Roadmaps, plannings.. All fantasy. Have you ever seen and made a roadmap or a planning that was initially so correct, that it becomes reality, precisely as predicted, up to the minute? Without adjusting it along the way? Have you? Really? There is no such thing. We, humans, are very bad at predicting and imagining complicated stuff. This is because reality is super complex. There is always a million factors playing a role. We try to simplify things, but it only works in our heads until we proved something. So, let’s just reduce the activities of planning, meeting and presenting to a minimum. Make a planning in 2 minutes and a roadmap in 1 minute. That’s it. It will not come true anyways. And even if it comes true. Has any of your end users paid for a planning only? The conclusion is that a planning has no commercial value. What is it then? Most of the time, it is waste. Especially the detailed plannings. Even in projects of a few days, most of the plannings, you can throw away after a few moments.


How can we make a planning anyway? Planning is based on random choice and can be defined by either time budget, resource budget or monetary budget. The trick is, we will make every reasonable deadline, because we treat scope, i.e. features, as being endless flexible.

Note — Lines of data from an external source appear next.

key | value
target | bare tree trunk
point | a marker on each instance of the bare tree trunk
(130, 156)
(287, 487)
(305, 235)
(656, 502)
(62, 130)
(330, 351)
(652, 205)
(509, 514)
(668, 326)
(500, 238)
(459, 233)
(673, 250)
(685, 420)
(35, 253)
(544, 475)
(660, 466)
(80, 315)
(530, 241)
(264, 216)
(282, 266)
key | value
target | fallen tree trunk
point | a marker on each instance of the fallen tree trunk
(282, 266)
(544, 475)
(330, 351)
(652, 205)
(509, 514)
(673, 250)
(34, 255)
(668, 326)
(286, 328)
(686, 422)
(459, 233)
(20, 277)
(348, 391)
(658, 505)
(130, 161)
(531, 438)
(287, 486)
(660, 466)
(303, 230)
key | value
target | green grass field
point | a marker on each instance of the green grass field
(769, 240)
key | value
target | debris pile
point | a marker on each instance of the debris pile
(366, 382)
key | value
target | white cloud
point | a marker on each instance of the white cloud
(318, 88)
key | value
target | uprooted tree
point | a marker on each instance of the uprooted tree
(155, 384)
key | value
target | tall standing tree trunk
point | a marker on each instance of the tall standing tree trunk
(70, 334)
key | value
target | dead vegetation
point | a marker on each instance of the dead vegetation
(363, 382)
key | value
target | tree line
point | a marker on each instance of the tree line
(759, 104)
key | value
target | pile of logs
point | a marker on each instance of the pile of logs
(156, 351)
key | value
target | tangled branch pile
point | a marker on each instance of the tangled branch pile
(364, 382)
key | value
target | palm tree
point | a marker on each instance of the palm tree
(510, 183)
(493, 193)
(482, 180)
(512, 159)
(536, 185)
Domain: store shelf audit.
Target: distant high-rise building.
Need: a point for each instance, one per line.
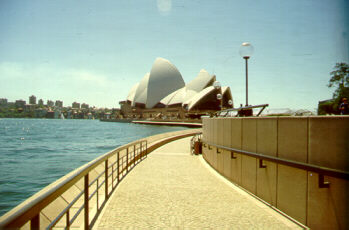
(76, 105)
(20, 103)
(3, 102)
(59, 103)
(41, 102)
(84, 106)
(50, 103)
(32, 100)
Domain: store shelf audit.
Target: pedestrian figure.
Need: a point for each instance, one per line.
(344, 107)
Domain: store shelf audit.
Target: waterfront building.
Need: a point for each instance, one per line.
(50, 103)
(84, 106)
(40, 113)
(163, 92)
(20, 103)
(41, 102)
(76, 105)
(59, 104)
(32, 100)
(3, 102)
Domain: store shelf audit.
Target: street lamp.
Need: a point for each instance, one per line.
(217, 86)
(246, 51)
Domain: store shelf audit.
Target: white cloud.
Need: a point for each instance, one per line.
(164, 6)
(19, 81)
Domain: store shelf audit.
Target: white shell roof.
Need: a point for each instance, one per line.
(164, 79)
(131, 94)
(198, 97)
(141, 92)
(191, 89)
(200, 82)
(165, 84)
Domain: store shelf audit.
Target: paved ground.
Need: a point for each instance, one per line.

Opinions on the future are fantasy. Treat them like that. You can discuss what the

weather will be like the first friday 6 weeks from now. Or what you will have for dinner, that day, or what time you will go to the toilet. As long as there is no experiment proving it, it is fantasy. Discussing on different fantasies on whose fantasy will come true is a worthless battle for power. It should be reduced to a minimum. Instead, everybody should help the team to make progress and support them to do an experiment or to build something to prove or reject any assumptions.